Shenzhen University, College of Physics and Optoelectronic Engineering, Key Laboratory of Optoelectronic Devices and Systems of Guangdong Province, Ministry of Education, Shenzhen, China.
J Biomed Opt. 2024 Jan;29(1):016501. doi: 10.1117/1.JBO.29.1.016501. Epub 2024 Jan 24.

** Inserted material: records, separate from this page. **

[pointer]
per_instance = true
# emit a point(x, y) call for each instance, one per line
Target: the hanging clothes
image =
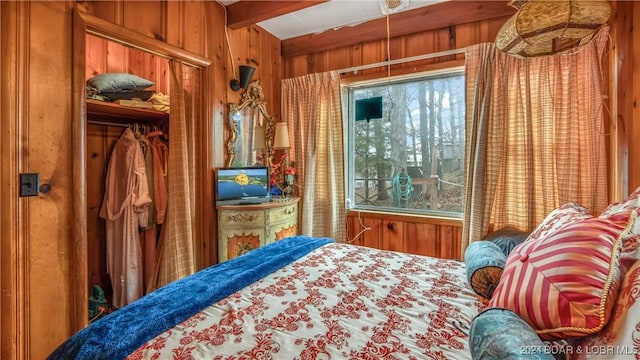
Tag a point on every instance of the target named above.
point(149, 233)
point(125, 208)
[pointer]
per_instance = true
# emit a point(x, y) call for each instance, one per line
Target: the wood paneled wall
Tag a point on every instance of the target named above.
point(622, 73)
point(36, 242)
point(435, 237)
point(420, 235)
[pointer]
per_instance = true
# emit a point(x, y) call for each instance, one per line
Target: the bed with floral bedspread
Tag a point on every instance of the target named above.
point(335, 301)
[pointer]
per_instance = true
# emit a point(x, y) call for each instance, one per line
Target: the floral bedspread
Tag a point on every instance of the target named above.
point(338, 302)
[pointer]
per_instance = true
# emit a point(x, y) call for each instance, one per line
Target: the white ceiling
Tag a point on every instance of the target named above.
point(328, 15)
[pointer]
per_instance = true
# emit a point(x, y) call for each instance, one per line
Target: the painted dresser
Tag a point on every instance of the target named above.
point(242, 228)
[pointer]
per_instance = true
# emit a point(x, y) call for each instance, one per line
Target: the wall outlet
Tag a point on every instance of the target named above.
point(29, 184)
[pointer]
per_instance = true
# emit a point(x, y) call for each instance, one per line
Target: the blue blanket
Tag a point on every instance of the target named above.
point(118, 334)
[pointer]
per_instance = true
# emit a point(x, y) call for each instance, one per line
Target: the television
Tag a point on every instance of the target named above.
point(242, 185)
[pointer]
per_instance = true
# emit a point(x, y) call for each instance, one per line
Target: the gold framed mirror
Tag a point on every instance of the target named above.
point(251, 130)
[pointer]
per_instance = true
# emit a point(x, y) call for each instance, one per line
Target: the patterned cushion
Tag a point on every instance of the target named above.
point(501, 334)
point(631, 242)
point(620, 339)
point(507, 238)
point(117, 82)
point(564, 284)
point(563, 215)
point(484, 262)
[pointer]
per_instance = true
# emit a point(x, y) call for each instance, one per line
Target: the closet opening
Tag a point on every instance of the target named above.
point(100, 128)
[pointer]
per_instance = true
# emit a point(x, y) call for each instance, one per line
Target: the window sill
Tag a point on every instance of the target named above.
point(406, 217)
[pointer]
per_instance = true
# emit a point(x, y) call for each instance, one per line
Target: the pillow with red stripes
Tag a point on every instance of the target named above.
point(631, 242)
point(565, 283)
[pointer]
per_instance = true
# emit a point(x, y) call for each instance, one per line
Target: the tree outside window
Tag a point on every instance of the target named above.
point(409, 157)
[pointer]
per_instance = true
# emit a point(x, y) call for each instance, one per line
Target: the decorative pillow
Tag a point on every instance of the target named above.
point(484, 262)
point(128, 95)
point(565, 283)
point(621, 337)
point(563, 215)
point(116, 82)
point(501, 334)
point(631, 242)
point(507, 238)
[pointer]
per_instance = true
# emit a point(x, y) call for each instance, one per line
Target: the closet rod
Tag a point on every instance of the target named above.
point(403, 60)
point(106, 123)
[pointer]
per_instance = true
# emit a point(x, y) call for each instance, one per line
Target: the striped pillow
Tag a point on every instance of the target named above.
point(565, 283)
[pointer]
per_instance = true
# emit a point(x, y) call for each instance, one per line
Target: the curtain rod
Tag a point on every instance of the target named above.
point(402, 60)
point(106, 123)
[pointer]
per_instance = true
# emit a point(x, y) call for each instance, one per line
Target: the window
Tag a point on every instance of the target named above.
point(408, 155)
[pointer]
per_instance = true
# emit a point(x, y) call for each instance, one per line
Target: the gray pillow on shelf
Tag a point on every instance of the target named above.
point(118, 82)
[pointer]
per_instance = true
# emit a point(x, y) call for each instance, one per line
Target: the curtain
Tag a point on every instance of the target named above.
point(535, 136)
point(176, 250)
point(311, 108)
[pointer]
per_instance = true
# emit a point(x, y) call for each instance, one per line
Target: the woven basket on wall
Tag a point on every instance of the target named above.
point(544, 27)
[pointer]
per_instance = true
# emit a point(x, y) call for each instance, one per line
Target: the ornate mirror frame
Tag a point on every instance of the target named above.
point(239, 117)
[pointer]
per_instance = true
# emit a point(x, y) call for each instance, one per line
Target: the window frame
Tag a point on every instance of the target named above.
point(348, 110)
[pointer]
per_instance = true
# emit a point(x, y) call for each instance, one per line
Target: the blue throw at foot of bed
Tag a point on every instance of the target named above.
point(120, 333)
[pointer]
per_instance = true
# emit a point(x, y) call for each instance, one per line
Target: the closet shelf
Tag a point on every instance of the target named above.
point(105, 111)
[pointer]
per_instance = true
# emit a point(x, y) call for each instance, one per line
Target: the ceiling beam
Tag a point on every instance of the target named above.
point(448, 13)
point(245, 13)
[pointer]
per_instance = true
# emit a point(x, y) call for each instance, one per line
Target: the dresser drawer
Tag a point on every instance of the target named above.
point(242, 228)
point(244, 218)
point(284, 213)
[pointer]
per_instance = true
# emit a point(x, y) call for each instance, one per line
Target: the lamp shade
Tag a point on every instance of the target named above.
point(281, 138)
point(246, 72)
point(542, 27)
point(258, 137)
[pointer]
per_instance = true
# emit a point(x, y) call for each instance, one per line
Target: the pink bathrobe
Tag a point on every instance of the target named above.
point(125, 208)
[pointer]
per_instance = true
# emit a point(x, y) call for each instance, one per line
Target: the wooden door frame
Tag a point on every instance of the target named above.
point(84, 24)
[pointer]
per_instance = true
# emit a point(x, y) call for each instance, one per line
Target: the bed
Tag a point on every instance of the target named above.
point(313, 298)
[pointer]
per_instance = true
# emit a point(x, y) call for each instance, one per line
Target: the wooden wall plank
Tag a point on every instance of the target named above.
point(137, 18)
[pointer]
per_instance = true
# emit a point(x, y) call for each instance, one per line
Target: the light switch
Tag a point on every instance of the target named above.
point(29, 184)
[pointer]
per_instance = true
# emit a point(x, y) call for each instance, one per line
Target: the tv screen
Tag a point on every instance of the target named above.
point(247, 185)
point(368, 109)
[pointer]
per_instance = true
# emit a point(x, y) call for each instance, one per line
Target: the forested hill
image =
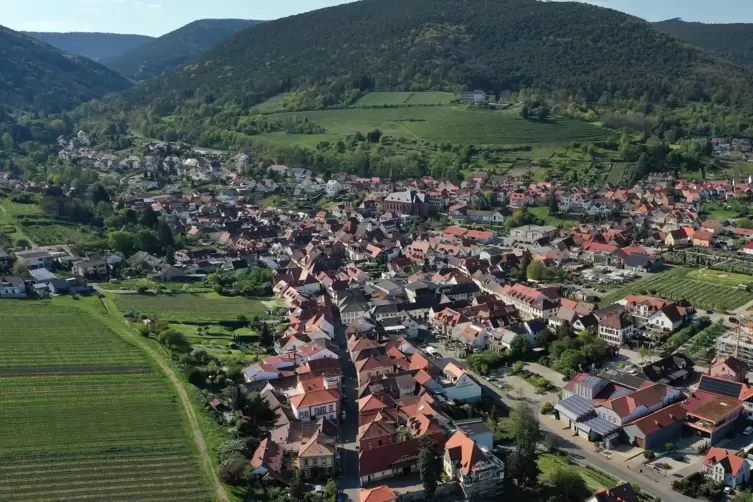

Two-photon fluorescence microscopy (TPFM) excited by Gaussian beams requires axial tomographic scanning for three-dimensional (3D) volumetric imaging, which is a time-consuming process, and the slow imaging speed hinders its application for brain imaging. The Bessel focus, characterized by an extended depth of focus and constant resolution, facilitates the projection of a 3D volume onto a two-dimensional image, which significantly enhances the speed of volumetric imaging.
We aimed to demonstrate the ability of a TPFM with a sidelobe-free Bessel beam to provide a promising tool for research in live biological specimens.
Comparative imaging was conducted in live mouse brains and transgenic zebrafish to evaluate the performance of TPFM and Bessel-beam-based TPFM. Additionally, an image-difference method utilizing zeroth-order and third-order Bessel beams was introduced to effectively suppress background interference introduced by sidelobes.
In comparison with traditional TPFM, the Bessel-beams-based TPFM demonstrated a 30-fold increase in imaging throughput and speed. Furthermore, the effectiveness of the image-difference method was validated in live biological specimens, resulting in a substantial enhancement of image contrast. Importantly, our TPFM with a sidelobe-free Bessel beam exhibited robustness against axial displacements, a feature of considerable value for experiments.
We achieved rapid, high-contrast, and robust volumetric imaging of the vasculature in live mouse brains and transgenic zebrafish using our TPFM with a sidelobe-free Bessel beam.
双光子荧光显微镜(TPFM)用高斯光束激发,需要轴向层析扫描才能进行三维(3D)容积成像,这是一个耗时的过程,而缓慢的成像速度阻碍了其在大脑成像中的应用。贝塞尔焦点具有大的焦深和恒定的分辨率,便于将三维体积投影到二维图像上,从而大大提高了容积成像的速度。
我们旨在展示具有无旁瓣贝塞尔光束的 TPFM 的能力,为活体生物样本的研究提供有前途的工具。
在活的小鼠大脑和转基因斑马鱼中进行了比较成像,以评估 TPFM 和基于贝塞尔光束的 TPFM 的性能。此外,引入了一种利用零阶和三阶贝塞尔光束的图像差方法,以有效抑制旁瓣引入的背景干扰。
与传统的 TPFM 相比,基于贝塞尔光束的 TPFM 的成像通量和速度提高了 30 倍。此外,在活体生物样本中验证了图像差方法的有效性,导致图像对比度显著增强。重要的是,我们的无旁瓣贝塞尔光束的 TPFM 对轴向位移具有鲁棒性,这是实验中非常有价值的特性。
我们使用无旁瓣贝塞尔光束的 TPFM 实现了活体小鼠大脑和转基因斑马鱼血管的快速、高对比度和稳健的容积成像。